| |
| |
| |
IV.
Anton kan de sommen maar niet maken.
Rolf werd met den dag beter. Langzamerhand verdween er uit zijn hoofd elke booze droom van verjagende Ka's, straffende meesters, groote jongens die sloegen, woest blaffende honden en wegen, waar hij langs liep en nooit een eind aan kwam. Langzamerhand zag hij, ook als hij sliep, alleen maar zijn vader, die met liefde naar hem keek; den dokter, die tegen hem lachte; een blonde vrouw, wier gezicht enkel lichtende glans was; een ventje, dat de handjes naar hem uitstak en net als een vogeltje kraaide, een hond, die soms stil de kamer binnen sloop en zijn hand likte, alsof het goede trouwe dier zeggen wilde, dat het toch zijn plicht was geweest om zijn meesteres te verdedigen tegenover iedereen, dien hij niet kende.
| |
| |
Dat was een heerlijke wereld om van te droomen.
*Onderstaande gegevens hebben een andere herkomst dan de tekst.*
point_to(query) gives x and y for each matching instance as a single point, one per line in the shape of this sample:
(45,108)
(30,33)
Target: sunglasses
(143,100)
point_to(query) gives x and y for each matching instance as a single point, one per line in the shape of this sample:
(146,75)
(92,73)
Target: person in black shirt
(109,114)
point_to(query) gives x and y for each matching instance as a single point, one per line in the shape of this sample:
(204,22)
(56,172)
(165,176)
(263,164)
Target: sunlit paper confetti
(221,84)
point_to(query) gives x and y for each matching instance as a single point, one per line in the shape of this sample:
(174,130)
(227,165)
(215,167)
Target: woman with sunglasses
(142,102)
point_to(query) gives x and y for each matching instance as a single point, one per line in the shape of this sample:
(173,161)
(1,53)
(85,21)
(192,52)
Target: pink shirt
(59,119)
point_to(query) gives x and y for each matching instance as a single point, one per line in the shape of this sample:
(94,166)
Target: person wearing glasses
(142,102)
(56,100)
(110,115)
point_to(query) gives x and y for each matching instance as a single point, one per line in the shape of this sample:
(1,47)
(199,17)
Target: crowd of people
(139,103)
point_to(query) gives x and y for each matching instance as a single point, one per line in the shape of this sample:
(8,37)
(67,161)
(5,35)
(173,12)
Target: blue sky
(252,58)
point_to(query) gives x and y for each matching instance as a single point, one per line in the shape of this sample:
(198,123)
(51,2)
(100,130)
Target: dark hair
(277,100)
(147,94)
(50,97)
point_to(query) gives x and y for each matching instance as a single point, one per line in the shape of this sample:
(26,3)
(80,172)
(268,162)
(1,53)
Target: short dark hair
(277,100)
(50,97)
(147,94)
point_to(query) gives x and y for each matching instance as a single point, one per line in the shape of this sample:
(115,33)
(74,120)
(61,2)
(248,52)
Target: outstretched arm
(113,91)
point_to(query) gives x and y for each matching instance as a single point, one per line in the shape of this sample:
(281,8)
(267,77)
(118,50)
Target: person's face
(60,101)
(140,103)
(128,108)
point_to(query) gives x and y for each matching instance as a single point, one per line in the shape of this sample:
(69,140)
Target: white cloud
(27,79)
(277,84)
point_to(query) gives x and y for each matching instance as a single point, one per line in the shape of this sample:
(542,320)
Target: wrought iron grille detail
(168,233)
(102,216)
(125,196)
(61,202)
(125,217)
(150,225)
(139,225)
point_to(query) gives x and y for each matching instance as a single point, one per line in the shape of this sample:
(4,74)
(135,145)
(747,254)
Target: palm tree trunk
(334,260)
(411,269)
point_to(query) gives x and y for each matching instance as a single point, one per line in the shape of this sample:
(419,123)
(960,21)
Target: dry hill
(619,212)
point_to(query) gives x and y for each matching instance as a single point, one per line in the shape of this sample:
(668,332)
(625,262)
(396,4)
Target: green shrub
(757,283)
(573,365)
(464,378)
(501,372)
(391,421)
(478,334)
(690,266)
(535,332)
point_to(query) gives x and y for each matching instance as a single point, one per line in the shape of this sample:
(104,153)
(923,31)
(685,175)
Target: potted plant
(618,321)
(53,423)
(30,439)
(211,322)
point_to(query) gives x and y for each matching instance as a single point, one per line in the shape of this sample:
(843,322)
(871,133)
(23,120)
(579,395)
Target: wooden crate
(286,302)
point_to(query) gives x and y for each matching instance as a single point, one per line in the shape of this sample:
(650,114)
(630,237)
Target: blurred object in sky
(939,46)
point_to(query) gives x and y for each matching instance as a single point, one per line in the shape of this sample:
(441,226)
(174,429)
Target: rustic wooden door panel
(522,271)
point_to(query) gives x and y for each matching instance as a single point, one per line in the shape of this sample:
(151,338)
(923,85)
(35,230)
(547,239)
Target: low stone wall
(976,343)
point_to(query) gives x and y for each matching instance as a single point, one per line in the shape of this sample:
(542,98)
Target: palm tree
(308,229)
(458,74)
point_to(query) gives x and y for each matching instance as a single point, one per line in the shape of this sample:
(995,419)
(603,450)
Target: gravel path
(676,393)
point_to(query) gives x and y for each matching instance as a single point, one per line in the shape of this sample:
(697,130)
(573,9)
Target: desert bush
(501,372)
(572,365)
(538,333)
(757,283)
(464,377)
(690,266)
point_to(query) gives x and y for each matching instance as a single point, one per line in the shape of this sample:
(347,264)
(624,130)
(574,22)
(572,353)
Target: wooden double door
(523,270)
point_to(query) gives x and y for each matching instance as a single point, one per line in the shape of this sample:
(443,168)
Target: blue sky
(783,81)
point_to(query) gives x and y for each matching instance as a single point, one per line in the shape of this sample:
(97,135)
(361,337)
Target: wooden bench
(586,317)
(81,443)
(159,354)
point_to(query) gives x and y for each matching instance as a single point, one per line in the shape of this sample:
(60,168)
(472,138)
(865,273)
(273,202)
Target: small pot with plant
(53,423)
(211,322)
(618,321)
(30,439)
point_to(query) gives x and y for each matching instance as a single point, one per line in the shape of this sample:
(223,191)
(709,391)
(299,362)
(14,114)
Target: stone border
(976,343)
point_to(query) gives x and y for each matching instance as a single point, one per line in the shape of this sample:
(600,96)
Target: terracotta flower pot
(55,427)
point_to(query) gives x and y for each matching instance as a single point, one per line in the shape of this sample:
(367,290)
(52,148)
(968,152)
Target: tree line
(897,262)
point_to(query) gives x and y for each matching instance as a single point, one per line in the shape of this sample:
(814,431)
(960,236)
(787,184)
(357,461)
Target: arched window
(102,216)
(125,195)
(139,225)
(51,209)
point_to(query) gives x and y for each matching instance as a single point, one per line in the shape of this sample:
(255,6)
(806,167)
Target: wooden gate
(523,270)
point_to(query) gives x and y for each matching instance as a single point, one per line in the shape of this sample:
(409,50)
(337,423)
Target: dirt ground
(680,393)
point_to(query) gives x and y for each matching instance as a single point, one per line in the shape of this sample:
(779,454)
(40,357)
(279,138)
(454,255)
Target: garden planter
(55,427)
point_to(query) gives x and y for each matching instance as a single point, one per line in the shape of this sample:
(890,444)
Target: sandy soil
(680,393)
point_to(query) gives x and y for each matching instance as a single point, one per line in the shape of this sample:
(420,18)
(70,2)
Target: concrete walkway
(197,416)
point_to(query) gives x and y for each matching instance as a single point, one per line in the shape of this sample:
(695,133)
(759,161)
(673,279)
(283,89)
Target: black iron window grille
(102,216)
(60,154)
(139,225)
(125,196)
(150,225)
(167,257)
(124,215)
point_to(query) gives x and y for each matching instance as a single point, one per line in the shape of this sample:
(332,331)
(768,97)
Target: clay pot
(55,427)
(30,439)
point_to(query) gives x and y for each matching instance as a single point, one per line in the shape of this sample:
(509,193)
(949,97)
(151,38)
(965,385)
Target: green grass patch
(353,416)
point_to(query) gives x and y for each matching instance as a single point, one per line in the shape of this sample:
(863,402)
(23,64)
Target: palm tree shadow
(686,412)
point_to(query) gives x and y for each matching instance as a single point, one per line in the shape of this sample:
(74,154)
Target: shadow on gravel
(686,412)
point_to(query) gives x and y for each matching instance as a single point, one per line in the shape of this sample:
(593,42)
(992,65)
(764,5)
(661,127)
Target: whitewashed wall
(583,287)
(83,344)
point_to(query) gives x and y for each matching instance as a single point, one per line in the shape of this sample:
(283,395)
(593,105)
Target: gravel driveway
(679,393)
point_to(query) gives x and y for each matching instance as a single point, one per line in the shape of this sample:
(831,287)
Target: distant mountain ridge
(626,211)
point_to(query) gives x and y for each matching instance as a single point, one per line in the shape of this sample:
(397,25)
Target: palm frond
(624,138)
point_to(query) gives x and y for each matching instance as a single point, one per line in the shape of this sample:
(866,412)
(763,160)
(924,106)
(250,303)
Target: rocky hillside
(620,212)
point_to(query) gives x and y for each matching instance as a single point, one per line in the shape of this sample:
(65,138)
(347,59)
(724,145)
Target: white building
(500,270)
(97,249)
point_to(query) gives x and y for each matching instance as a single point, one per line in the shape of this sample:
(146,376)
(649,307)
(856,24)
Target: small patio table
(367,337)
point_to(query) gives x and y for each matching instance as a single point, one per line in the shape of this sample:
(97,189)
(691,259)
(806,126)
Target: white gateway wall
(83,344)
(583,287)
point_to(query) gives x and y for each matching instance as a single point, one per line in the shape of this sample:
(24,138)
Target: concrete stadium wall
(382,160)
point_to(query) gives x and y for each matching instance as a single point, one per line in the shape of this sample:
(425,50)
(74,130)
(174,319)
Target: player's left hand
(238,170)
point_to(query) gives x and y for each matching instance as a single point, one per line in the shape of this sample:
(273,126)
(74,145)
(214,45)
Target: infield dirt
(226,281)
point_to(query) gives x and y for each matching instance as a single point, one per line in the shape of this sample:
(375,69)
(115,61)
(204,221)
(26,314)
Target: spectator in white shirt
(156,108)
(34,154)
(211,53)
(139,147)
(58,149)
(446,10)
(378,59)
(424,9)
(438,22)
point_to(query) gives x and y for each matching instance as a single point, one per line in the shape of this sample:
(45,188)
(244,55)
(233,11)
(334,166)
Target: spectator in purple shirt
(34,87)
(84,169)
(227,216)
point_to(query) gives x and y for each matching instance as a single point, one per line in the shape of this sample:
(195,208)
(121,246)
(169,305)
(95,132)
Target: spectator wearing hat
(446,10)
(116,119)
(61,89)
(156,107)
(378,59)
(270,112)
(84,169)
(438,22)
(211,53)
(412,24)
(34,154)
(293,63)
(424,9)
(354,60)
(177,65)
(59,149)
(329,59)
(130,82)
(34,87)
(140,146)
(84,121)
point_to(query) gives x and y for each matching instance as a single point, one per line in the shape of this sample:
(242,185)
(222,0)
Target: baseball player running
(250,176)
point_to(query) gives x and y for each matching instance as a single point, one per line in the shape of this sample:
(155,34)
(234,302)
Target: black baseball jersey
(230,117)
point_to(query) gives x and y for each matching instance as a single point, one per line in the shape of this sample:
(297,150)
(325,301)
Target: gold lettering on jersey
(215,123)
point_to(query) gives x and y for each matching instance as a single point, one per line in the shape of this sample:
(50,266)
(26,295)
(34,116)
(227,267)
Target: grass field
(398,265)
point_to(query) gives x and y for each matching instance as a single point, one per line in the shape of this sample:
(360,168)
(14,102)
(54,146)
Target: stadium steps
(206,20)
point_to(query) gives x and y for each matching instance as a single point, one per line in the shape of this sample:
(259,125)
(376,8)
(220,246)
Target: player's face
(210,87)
En toen Rolf zoo aan het genezen was, al mocht hij nog niet naar huis, ging zijn vader, de groote geleerde, weer aan den arbeid, die toch ook gedaan moest worden.
Maar als hij kwam in het groote land, waar al de zonnen zich wentelden, waren er herinneringen aan dat andere, zoo heel klein en toch zóó grootsch, waar het zonnetje der liefde zijn boog aan den hemel beschreef.
Dat was iets heel moois om aan te denken, maar ook iets heel lastigs, want als Ka nu binnenkwam met zijn kop morgen-koffie, dan moest hij even, ‘dank je’ zeggen, terwijl hij vroeger maar dadelijk alles opslurpte zonder boe af ba te laten hooren. En Jaap, die hem hielp bij zijn proefnemingen was vroeger niemand voor hem, een soort van machine, niets meer, die een stem had en handen en tegen wien een groote geleerde alleen maar
| |
| |
driftig uitvallen kon, als er iets gebeurde wat verkeerd was.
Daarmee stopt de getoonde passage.